Out of My League


Graduation… The End All Be All… Or Not!?!
October 22, 2007, 9:12 pm
Filed under: School, Work



Thirteen years of public education in Texas culminates in graduation. An event that, for many people, is one of the top five lifetime events.

One of my favorite things about graduation is the regalness of it all. Yes, I know, regalness refers to royalty or the king, but I argue the day of graduation you are the king or the queen. Everyone dressed in regalia for the occasion. Everyone looking like royalty. Everyone there to celebrate the end of one phase of life and the beginning of another. (We can argue this point… but I’m conceding to you for the sake of this post that there is an ending and a beginning… conceding just for this blog.)

I have had the pleasure of sitting through a dozen or so high school graduations as a teacher and administrator. I say pleasure and I mean that. I remember sitting in my first graduation as a teacher at Haltom High School and watching the six hundred kids walk across the stage. Many I had not seen since they were in the eighth grade. How proudly they walked across the stage. What a great event that day was for them. I also remember my last graduation at Birdville High School. I sat on the dias as the associate principal and watched the students up close process across the stage and receive their papers to be free from the clutches of the man.

I have also been quite amazed by how many people don’t show up for these events. By how little regalness they see in graduation as a life altering event. My colleague Greg Farr wrote a piece about a program in his school for the kids in danger of dropping out. The article is called, “At-Risk Students – Situational Unawareness“.

I am writing this blog to get to this. Most kids spend the greatest amount of their time in elementary school. Many of them have fond memories of that time. Learning was fun. School was fun.

Why are there not any elementary or middle school teachers at high school graduation? I’m not looking for more work or days added to my contract. I’m not asking that my teachers work another day for free.

I’m just asking the question: why don’t elementary teachers celebrate the culmination of what we do? Maybe they do. Maybe in the crowd of thousands in the graduations that I have been to there are many teachers sitting among the families. Maybe they are there to see their former students process in with regalness and walk across that stage to the cheers of family members. Maybe I just cannot see them.

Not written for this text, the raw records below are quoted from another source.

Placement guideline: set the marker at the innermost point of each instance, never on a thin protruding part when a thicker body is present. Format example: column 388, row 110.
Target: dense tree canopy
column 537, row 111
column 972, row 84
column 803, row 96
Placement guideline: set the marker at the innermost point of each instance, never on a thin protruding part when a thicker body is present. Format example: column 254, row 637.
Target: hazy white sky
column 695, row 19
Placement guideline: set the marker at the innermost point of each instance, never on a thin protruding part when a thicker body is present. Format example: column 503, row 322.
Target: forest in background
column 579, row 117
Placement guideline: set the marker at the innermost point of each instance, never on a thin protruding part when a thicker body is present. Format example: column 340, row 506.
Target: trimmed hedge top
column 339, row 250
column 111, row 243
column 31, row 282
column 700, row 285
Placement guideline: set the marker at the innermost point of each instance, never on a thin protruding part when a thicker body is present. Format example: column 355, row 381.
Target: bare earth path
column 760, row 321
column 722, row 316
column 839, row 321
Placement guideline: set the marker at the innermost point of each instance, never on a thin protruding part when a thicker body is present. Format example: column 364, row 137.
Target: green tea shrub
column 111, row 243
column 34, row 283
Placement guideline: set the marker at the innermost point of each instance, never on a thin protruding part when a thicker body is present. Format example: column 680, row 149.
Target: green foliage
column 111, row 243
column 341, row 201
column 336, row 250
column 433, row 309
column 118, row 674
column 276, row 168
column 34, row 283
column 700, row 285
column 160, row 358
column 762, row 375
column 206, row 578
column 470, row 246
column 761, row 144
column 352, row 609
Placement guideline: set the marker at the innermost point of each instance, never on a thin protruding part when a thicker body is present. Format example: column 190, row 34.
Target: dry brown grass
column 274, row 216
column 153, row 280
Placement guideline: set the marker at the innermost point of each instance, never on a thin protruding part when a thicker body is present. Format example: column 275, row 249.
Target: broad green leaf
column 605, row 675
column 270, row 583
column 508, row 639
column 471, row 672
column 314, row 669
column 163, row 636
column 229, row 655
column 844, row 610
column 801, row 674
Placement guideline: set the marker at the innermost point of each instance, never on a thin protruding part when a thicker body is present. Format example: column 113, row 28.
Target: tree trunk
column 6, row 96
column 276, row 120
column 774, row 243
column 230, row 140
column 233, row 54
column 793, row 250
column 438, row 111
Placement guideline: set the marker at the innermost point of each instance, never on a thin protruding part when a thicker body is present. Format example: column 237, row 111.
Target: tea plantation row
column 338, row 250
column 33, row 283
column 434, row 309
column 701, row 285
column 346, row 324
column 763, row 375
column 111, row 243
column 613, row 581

I have spent the majority of my educational career working in secondary schools. For the past ten months I have been an elementary school principal. I would like to see my staff members get a different perspective of graduation. I would like to see a place for us, the elementary people, at our high school graduations. I would like for my people to process in with the faculty and students from our high school. I would like for my teachers to see how successful their (our) students have been. How they have met all of the requirements set forth by the state and succeeded. How they came into kindergarten not knowing their letters or their numbers, and how they have amassed a great wealth of knowledge. Enough knowledge that the State of Texas has deemed them fit to be high school graduates.

I think elementary teachers need to see that their work is not in vain! They need to see the culmination of their blood, sweat and tears. 



It’s Time For A True Confession…
October 8, 2007, 10:59 pm
Filed under: School, Work



It starts here. I have a confession to make. Don’t hate me for it. It’s a confession about me. Something you may not have known…. I’m a coach.

 Let that soak in…

For twelve years of my life I was a coach.

More soaking…

I spent twelve of those years coaching football, eight coaching track and field, seven coaching basketball, four coaching cross country, two coaching baseball, and two coaching soccer.

Still more soaking…

I looked up the term coach on dictionary.com in search of a fitting definition…. didn’t see one. Not a definition that truly conveys what or who a coach is. To me, and let’s face it, it’s all about me, a coach is someone who builds capacity. A coach is someone who helps you focus your energies on improving your skills. A coach doesn’t point fingers at what you don’t know or what you haven’t learned. A coach assesses where you are (formative) and devises a plan for you to get better. To get you to be the best you can be. A coach does this for numerous players at any given moment.

The grade for my coaching ability came most often during public exhibitions. We call them games or contests.

In my opinion (see above about that), the best classroom teachers are coaches. I’m not saying that they stand on the sidelines and yell and scream. I’m saying that they stand in the classroom and help the kids improve. The give formative assessment all along the way. They find out what the kids know and don’t waste time teaching things they have already mastered. You don’t teach a kid how to throw a pass or catch a ball if they already know. There are no tricks involved. Teachers are truly about kids and truly about helping kids develop… to develop their full capacity.

In the coaching arena the kids go home more tired than the coaches do. The kids are the ones doing the work. The coaches design the work… the kids do the work. The kids work hard… the coaches coach.

More soaking…

I don’t want my teachers to go home more tired than the students are. I want my students to go home tired from all the work that the teachers created for them.

See the parallelism… the best teachers make the students do the work. The best teachers coach.

I’m reminded of this when I speak to one of my teachers. We went to high school together. We actually had a class together. I had the big desk she had one of the small ones. I’m reminded how important coaching is by her almost daily. When our conversation ends it usually ends with her calling me coach… and that makes me smile… because that means the right people are doing the work.